Il vulcano sotto la pelle

di | 07/02/2015

Il film d’esordio del regista guatemalteco Jayro Bustamante tra paesaggi estremi e conflitti irrisolti

Una scena di "Ixcanul"

Una scena di “Ixcanul”

In una edizione della Berlinale che guarda molto al cinema sudamericano, un altro film che si svolge attorno al rapporto tra uomo e natura. La storia di per sé è semplice: una donna maya (ebbene sì, i maya esistono ancora) cerca di emanciparsi e di fuggire dal suo destino di donna sottomessa e schiava in una piantagione di caffè per una vita più dignitosa negli Stati Uniti. Ma quello che all’inizio sembra un film incentrato sulla riscossa personale e sociale si rivela presto un viaggio nella (in)capacità di gestire e manifestare i propri sentimenti.

Granitiche tradizioni prendono la forma delle rocce vulcaniche, l’inesorabilità del destino nella violenza dei fenomeni naturali, le leggende e miti ancestrali nei colori e nelle luci delle eruzioni e dei paesaggi, con i quali comunque i protagonisti di questa storia in qualche modo riescono a convivere. Questo scenario estremo inquadra perfettamente la cruda realtà dei rapporti di forza e riti magici, mentre i fenomeni naturali estremi sottolineano l’universalità delle sensibilità. Il regista fa largo uso della lingua maya come simbolo di identità di un popolo ma anche sintomo di diversità, inferiorità e quindi motivo di esclusione e discriminazione, perfino nella sua stessa terra. L’approccio visuale è minimalista e introspettivo, che esalta la maestosità della natura non nascondendo ma sottolineando la “sporcizia”: fumo, ceneri sospese, forti contrasti. E grande spazio assumono anche i rituali religiosi che però non solo non risolvono problemi ma spesso li aggravano. Tutto sembra guidato e governato dai tempi della natura, mentre nel finale il caos urbano estremizza il senso di estraneità.

Il rapporto tra ambiente esterno ed emozioni interiori trova il suo parallelo nel conflitto tra Maria e la madre tradizionalista Juana.

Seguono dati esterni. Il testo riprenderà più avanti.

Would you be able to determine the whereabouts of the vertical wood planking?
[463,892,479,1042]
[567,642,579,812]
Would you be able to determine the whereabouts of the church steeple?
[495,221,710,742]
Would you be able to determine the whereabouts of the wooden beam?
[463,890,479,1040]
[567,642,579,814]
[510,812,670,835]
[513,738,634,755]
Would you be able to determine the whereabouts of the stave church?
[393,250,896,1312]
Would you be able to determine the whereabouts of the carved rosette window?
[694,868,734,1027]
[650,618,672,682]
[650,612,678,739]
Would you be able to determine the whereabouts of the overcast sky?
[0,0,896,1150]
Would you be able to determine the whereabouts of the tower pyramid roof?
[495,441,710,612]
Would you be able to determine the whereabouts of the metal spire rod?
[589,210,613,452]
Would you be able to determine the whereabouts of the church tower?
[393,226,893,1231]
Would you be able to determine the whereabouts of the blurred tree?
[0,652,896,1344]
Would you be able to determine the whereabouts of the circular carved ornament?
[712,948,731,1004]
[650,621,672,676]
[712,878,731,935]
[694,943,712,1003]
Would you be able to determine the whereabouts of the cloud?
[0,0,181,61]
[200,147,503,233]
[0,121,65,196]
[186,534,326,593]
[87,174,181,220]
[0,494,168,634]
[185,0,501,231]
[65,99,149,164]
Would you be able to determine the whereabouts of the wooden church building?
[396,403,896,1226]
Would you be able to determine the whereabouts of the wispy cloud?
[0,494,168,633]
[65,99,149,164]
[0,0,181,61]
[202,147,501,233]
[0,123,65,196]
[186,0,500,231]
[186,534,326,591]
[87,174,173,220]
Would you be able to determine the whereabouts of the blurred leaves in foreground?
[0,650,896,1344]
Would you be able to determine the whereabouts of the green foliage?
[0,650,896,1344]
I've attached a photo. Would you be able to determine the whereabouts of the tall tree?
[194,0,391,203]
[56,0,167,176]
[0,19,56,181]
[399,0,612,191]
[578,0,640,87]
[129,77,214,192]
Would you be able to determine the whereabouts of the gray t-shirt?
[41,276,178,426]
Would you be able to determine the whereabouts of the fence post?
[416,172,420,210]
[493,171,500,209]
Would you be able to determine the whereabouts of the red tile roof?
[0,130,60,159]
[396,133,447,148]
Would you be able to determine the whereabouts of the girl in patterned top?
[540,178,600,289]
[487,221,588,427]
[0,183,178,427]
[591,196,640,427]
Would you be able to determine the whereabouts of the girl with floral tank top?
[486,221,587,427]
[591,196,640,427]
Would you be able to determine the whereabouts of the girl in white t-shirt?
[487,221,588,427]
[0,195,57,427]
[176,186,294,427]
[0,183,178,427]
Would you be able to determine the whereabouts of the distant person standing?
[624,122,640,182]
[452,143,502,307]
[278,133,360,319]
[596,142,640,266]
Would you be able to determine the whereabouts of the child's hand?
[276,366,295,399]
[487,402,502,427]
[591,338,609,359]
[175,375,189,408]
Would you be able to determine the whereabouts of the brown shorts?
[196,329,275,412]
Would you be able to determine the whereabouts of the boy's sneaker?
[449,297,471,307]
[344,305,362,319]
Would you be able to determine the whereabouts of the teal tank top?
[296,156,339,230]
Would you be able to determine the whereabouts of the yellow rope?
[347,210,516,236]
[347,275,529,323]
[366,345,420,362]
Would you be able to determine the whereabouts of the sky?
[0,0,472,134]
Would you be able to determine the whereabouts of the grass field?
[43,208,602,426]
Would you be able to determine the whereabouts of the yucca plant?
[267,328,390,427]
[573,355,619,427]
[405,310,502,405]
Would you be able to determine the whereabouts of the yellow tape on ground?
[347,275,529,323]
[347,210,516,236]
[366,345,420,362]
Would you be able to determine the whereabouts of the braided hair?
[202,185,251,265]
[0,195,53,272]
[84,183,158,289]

Ma le emozioni rimangono inespresse, manifestate solo dagli sguardi, in particolare quelli così intensi di Maria, vulcani che brontolano e fumano ma non esplodono mai in una vera eruzione. Bustamante si è avvalso per la maggior parte di attori non professionisti come Maria Mercedes Coroy, studentessa, mentre Maria Telón, che interpreta la madre, è attrice di un teatro di strada che lotta per i diritti degli indigeni e delle donne.